Find the absolute maximum and minimum values of the following function on the given interval. Then graph the function.
\[
g(x)=2 \csc x, \frac{\pi}{6} \leq x \leq \frac{5 \pi}{6}
\]

Step 1 ：Define the function \(g(x) = 2 \csc(x)\), which is equivalent to \(g(x) = 2/\sin(x)\).

Step 2 ：Identify the interval of interest as \([\frac{\pi}{6}, \frac{5\pi}{6}]\), within which the function is defined and continuous.
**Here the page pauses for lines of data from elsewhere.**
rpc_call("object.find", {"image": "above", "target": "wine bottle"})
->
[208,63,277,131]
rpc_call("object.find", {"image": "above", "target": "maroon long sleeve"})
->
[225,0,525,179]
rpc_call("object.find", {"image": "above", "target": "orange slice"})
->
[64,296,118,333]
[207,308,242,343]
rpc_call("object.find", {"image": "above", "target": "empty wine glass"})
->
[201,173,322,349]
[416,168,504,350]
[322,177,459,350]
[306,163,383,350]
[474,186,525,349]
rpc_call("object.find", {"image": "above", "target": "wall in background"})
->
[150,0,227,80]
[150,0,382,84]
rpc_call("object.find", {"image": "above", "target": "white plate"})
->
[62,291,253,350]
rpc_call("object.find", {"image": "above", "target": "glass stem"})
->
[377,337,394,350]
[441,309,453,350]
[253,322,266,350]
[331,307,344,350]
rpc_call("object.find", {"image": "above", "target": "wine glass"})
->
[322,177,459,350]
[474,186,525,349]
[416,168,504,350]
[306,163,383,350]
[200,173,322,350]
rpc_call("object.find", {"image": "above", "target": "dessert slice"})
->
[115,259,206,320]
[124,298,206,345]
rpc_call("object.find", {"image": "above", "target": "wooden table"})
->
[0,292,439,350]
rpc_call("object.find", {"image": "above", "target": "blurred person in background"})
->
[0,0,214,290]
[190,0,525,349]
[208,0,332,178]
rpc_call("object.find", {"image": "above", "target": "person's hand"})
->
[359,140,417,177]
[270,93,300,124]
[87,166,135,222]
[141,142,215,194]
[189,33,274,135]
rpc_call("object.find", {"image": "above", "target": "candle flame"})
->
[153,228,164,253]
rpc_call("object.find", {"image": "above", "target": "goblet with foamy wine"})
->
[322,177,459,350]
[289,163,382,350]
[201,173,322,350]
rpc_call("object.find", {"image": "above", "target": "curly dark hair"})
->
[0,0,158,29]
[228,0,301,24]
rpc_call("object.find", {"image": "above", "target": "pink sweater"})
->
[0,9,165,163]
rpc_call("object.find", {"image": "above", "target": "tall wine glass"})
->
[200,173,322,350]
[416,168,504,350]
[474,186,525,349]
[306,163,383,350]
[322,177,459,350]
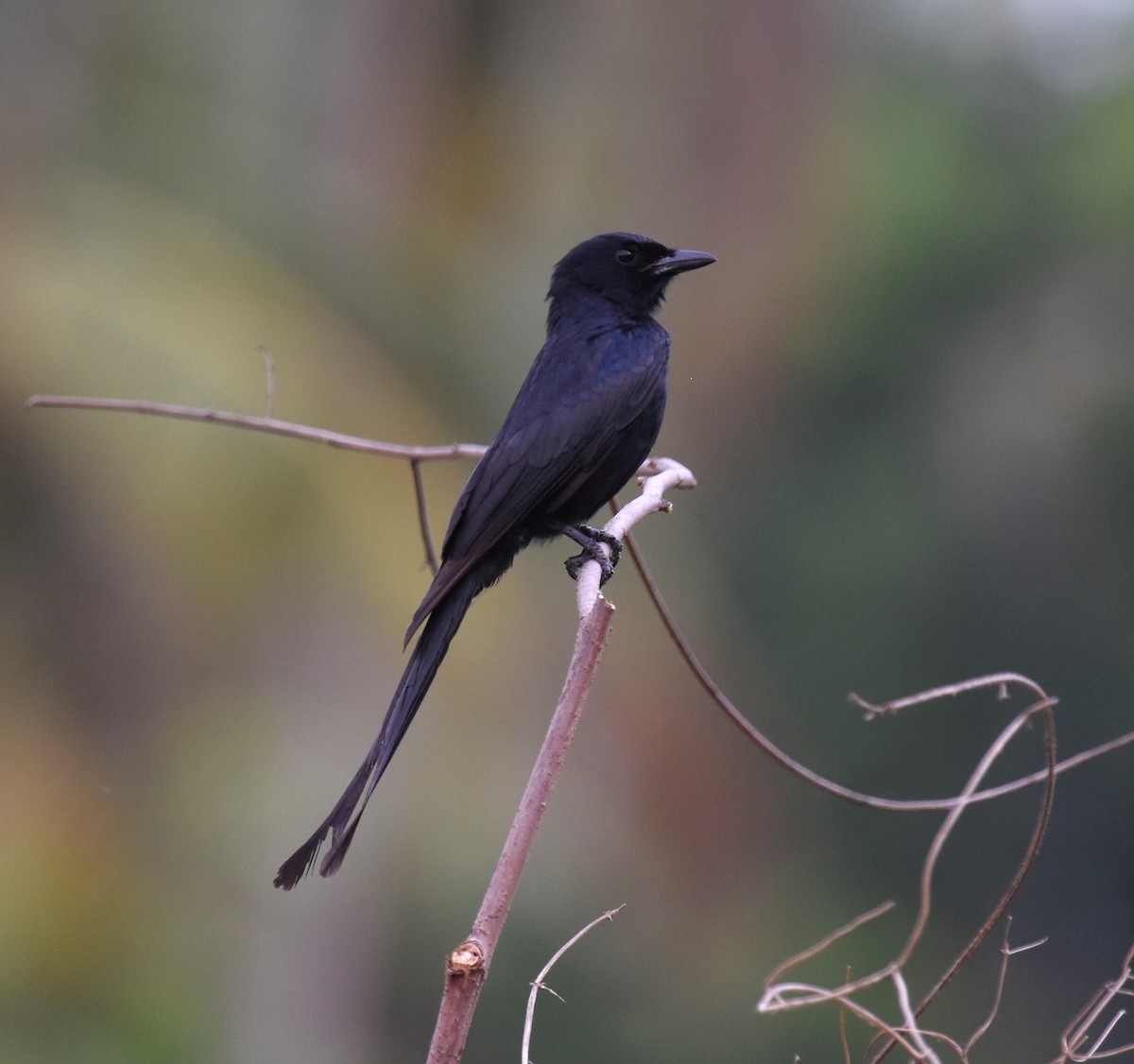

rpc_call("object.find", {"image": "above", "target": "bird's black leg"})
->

Step 3 ：Find the critical points of the function within the interval. These are the points where the derivative of the function is zero or undefined.
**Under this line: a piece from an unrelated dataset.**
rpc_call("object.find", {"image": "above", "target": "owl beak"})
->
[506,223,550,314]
Step 4 ：Calculate the derivative of \(g(x) = 2\csc(x)\) to get \(g'(x) = -2\csc(x)\cot(x)\).

Step 5 ：Identify that the derivative is undefined at \(x = n\pi\) and is zero where \(\cot(x) = 0\), which is at \(x = (2n+1)\pi/2\).

Step 6 ：Within the interval \([\frac{\pi}{6}, \frac{5\pi}{6}]\), the only place where the derivative is zero is at \(x = \pi/2\).

Step 7 ：Evaluate the function at \(x = \frac{\pi}{6}\), \(\pi/2\), and \(\frac{5\pi}{6}\) and compare these values to find the absolute maximum and minimum.

Step 8 ：The maximum value of the function on the interval \([\frac{\pi}{6}, \frac{5\pi}{6}]\) is 4 and the minimum value is 2. These occur at \(x = \frac{\pi}{6}\), \(\frac{5\pi}{6}\) for the maximum and \(x = \pi/2\) for the minimum.

Step 9 ：Final Answer: The absolute maximum value of the function on the interval is \(\boxed{4}\) and the absolute minimum value is \(\boxed{2}\).